Zsa Zsa Gabor, who died Sunday at 99, was famous for being famous long before the Kardashians were around. Sure, she's less known for her acting career than for dubbing everyone "dahhh-link" in that purring accent, her nine marriages and that time she slapped a cop.
And for one wonderful moment back in 1958, she was the "Queen of Outer Space."
Actually, in the 80-minute B-movie that you can imagine 1950s teens not watching on hot make-out dates at the drive-in, Zsa Zsa wasn't the queen at all. Actress Laurie Mitchell played the queen, who wore a mask to hide "radiation burns" that appear to have been drawn on her face by a toddler with a Magic Marker. (Special effects at their 1958 finest!)
But Zsa Zsa, playing a Venusian scientist named Talleah, was the star, and the movie knew it. She dominated the posters, in a scarlet gown slit up to the Milky Way, and was introduced as the queen in the trailer, which knew what audiences wanted.
Forget the plot, which involved male astronauts of a fictional 1985 shocked at how a planet could be run by women (drink every time a man calls the women "dolls" or "dames").
Just focus on Zsa Zsa, who stands in the middle of a pile of dreck and still radiates pure glamour. She could teach posture lessons to a princess, never slumping. Her ice-blond hair was so perfectly arranged, it could've been molded out of plastic. Jewels reclined comfortably on her swan-like neck.
Though the actresses surrounding her wore short dresses that appear to have inspired the female wardrobe of Star Trek, Zsa Zsa swept across the stage in gowns, including one that seemed poured of molten gold.

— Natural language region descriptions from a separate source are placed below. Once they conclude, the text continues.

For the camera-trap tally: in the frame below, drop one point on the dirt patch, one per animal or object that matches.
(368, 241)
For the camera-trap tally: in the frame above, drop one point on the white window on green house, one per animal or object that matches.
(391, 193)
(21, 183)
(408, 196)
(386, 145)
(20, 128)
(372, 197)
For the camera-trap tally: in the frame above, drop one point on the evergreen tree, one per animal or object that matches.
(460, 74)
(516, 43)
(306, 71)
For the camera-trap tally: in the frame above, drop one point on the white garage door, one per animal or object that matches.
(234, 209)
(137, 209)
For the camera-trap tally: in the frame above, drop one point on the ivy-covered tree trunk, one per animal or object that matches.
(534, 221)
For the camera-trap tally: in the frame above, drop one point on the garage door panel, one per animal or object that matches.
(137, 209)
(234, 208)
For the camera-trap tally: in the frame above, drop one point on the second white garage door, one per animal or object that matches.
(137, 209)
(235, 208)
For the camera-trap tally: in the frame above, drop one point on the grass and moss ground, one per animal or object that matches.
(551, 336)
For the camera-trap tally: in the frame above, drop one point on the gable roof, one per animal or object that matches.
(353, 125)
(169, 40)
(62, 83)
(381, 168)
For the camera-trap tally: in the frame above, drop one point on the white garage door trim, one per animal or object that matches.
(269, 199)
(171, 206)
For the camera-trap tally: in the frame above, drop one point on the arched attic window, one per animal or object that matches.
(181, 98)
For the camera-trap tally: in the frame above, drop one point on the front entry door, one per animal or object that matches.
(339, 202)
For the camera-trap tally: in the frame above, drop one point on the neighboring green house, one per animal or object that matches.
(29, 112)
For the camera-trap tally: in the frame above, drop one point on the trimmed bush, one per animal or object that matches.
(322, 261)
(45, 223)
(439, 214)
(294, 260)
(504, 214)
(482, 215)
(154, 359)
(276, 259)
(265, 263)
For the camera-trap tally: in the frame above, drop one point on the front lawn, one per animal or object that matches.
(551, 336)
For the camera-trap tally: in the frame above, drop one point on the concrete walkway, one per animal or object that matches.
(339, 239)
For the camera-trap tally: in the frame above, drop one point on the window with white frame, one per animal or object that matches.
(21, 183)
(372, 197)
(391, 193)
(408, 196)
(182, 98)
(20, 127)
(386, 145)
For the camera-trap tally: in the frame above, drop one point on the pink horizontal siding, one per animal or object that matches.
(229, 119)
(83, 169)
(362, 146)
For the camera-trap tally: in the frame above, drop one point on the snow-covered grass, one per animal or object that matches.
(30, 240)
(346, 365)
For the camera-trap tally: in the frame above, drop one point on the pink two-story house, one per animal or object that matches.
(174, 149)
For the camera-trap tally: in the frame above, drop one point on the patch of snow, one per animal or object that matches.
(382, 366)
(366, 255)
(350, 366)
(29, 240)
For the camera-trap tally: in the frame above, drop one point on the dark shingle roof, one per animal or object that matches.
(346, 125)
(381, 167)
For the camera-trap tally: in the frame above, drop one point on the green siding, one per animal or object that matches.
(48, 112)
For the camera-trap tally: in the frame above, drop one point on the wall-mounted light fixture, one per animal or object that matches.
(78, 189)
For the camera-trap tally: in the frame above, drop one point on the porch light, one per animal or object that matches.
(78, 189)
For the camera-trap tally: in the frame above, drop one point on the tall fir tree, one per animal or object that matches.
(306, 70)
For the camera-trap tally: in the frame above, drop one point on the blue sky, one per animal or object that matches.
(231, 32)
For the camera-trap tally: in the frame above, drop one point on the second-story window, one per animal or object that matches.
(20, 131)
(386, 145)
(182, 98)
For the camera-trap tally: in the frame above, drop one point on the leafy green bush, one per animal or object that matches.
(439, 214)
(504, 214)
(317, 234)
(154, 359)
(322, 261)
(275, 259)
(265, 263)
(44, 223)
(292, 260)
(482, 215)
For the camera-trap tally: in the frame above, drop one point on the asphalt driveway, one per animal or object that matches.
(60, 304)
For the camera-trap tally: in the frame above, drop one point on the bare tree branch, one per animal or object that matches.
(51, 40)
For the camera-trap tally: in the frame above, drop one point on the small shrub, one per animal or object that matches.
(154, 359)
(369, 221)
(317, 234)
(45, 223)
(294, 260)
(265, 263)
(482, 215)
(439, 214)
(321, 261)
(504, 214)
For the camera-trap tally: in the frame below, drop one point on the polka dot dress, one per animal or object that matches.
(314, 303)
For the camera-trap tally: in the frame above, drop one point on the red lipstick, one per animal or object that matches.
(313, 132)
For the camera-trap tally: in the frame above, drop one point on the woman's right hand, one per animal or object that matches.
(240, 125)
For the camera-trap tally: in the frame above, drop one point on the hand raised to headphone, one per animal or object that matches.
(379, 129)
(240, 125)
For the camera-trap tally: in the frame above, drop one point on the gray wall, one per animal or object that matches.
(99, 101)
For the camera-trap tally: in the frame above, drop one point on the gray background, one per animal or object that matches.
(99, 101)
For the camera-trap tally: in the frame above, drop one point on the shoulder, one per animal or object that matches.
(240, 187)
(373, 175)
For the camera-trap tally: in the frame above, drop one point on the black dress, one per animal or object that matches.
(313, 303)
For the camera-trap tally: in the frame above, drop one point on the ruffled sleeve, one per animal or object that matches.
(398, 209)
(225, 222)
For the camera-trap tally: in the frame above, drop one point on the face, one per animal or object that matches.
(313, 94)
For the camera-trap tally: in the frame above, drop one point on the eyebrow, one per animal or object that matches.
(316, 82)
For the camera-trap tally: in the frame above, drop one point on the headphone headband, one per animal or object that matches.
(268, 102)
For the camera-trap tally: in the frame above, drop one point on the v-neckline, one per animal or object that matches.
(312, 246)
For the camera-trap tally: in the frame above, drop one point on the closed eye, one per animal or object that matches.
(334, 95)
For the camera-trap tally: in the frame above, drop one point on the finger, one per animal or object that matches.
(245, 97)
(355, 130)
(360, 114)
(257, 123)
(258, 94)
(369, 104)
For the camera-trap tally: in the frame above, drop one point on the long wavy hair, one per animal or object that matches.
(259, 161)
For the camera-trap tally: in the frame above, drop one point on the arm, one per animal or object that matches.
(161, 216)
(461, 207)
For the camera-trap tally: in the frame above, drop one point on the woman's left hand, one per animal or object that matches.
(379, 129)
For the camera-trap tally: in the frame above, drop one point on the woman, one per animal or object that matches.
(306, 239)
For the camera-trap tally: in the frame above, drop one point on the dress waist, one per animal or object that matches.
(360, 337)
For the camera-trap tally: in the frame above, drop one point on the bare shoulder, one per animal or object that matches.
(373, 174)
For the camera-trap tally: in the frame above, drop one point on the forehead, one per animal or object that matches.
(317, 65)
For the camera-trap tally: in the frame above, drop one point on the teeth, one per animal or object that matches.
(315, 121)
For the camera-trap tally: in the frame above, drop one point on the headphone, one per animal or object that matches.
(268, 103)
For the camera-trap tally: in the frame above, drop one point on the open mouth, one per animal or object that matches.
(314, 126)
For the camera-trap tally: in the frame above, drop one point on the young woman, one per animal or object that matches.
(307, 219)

You can get a long way on image, if you're smart enough to play it right, and Zsa Zsa never stepped out of the glamorous persona she played so well. Whether testifying in her own defense in a Beverly Hills court, or getting Blair Warner to sell cosmetics on "Facts of Life," she was always Zsa Zsa, with a name that's been described "like the sound of silk sliding off a bed."
At one point, her character explains to the male astronauts how the queen took over the planet, using words that could almost explain Zsa Zsa's own decades-long fame. "They didn't take her seriously," she says. "After all, she was only a woman."
People didn't take Zsa Zsa seriously at their own peril. Rest in peace, Queen of Outer Space.